Watch CBS News

Myanmar's Suu Kyi Meets Party Leaders

Detained Myanmar opposition head Aung San Suu Kyi is "very optimistic" about the U.N.-promoted process for reconciliation between the military government and pro-democracy forces, top members of her party said Friday.

Three executive members of Suu Kyi's National League for Democracy and a party spokesman were allowed to meet Suu Kyi on Friday for the first time in more than three years.

Their meeting was permitted by the government after U.N. special envoy Ibrahim Gambari on Thursday completed a six-day visit to Myanmar to promote a dialogue between the ruling junta and Suu Kyi.

Party spokesman Nyan Win, speaking after he and his colleagues met for about an hour with Suu Kyi, said she believes the military authorities now have the will to achieve national reconciliation.

He said she told them that the government's crackdown on September's mass pro-democracy demonstrations was "devastating for the NLD, the government and the people."

"She said a healing process such as the release of political prisoners is essential," according to Nyan Win.

Authorities in Myanmar say the junta's Sept. 26-27 crackdown on pro-democracy protests killed 10 people, though diplomats and dissidents say the death toll was much higher. Thousands were arrested, with the events triggering intense global condemnation.

Suu Kyi has been in government detention for 12 of the past 18 years, and continuously since May 2003.

Asked to describe Suu Kyi's condition after being under house arrest continuously for more than four years, Nyan Win said she looks "fit, well and energetic like before. She is full of ideas."

Suu Kyi also held talks with Aung Kyi, who was appointed the junta's "minister for relations" with the former Nobel Peace Prize winner last month amid the severe worldwide criticism of the junta.

The government unexpectedly announced Thursday that Suu Kyi would be allowed to meet with her party's top officials.

Its statement, broadcast on state radio and television, came just hours after the U.N.'s Gambari ended his second mission to broker negotiations between the military regime and pro-democracy leaders.

Gambari met with Suu Kyi for an hour Thursday and released a statement on her behalf after leaving the country.

"In the interest of the nation, I stand ready to cooperate with the government in order to make this process of dialogue a success," Suu Kyi said in her statement, which Gambari read aloud Thursday evening in Singapore.

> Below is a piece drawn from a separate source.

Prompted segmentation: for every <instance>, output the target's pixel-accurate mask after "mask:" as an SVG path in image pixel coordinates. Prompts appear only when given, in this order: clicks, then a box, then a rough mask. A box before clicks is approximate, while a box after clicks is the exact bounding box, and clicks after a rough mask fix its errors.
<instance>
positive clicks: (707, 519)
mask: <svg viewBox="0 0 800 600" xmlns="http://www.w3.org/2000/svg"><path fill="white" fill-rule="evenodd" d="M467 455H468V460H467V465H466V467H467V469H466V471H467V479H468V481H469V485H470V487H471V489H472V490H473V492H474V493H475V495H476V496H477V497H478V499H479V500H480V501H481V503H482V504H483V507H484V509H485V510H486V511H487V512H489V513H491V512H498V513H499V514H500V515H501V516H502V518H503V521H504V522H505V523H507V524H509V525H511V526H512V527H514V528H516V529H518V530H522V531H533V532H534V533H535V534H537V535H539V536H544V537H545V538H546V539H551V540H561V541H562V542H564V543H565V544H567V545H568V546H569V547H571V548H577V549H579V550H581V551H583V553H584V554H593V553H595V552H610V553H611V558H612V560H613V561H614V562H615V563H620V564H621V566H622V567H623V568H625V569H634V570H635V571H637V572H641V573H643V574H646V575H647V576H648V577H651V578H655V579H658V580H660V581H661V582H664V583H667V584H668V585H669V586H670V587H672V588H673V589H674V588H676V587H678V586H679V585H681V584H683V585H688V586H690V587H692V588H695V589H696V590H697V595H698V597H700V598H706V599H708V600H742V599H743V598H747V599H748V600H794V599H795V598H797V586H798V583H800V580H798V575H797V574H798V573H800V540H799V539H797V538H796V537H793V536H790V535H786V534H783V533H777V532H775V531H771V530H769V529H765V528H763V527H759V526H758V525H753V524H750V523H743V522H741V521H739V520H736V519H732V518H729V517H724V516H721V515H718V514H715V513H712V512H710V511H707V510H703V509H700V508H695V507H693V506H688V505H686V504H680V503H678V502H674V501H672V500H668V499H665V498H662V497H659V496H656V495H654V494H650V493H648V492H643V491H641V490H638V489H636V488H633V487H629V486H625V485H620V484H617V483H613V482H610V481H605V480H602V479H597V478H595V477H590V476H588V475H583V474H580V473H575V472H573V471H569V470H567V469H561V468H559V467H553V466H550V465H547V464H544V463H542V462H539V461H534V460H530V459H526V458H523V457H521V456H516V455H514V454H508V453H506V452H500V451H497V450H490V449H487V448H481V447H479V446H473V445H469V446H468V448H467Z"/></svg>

Her message also slightly prodded the junta, officially known as the State Peace and Development Council, to move more quickly in dealing with her.

While acknowledging that talks with Aung Kyi are constructive, she said she expects "this phase of preliminary consultations will conclude soon so that a meaningful and time-bound dialogue with the SPDC leadership can start as early as possible."

Suu Kyi's statement was apparently her first since her latest detention began in 2003.

Myanmar experts around the world reacted cautiously to the seeming breakthrough.

"My reaction is extreme skepticism that this will lead to real dialogue between her and the (junta), or genuine political change," said Donald M. Seekins, a Myanmar expert at Meio University in Japan. "The (government) likes to move Suu Kyi and the NLD around like pieces on a chessboard, to satisfy the international community."

Suu Kyi's party won a 1990 general election, but the military refused to cede power, saying a new constitution had to be adopted first. It is still in the process of writing one.

In the streets of Yangon, Myanmar's biggest city, residents said they were hopeful that Suu Kyi's meeting would lay the groundwork for reconciliation. "Conditions have been created to move forward," said Ohn Myint, a 67-year-old lawyer."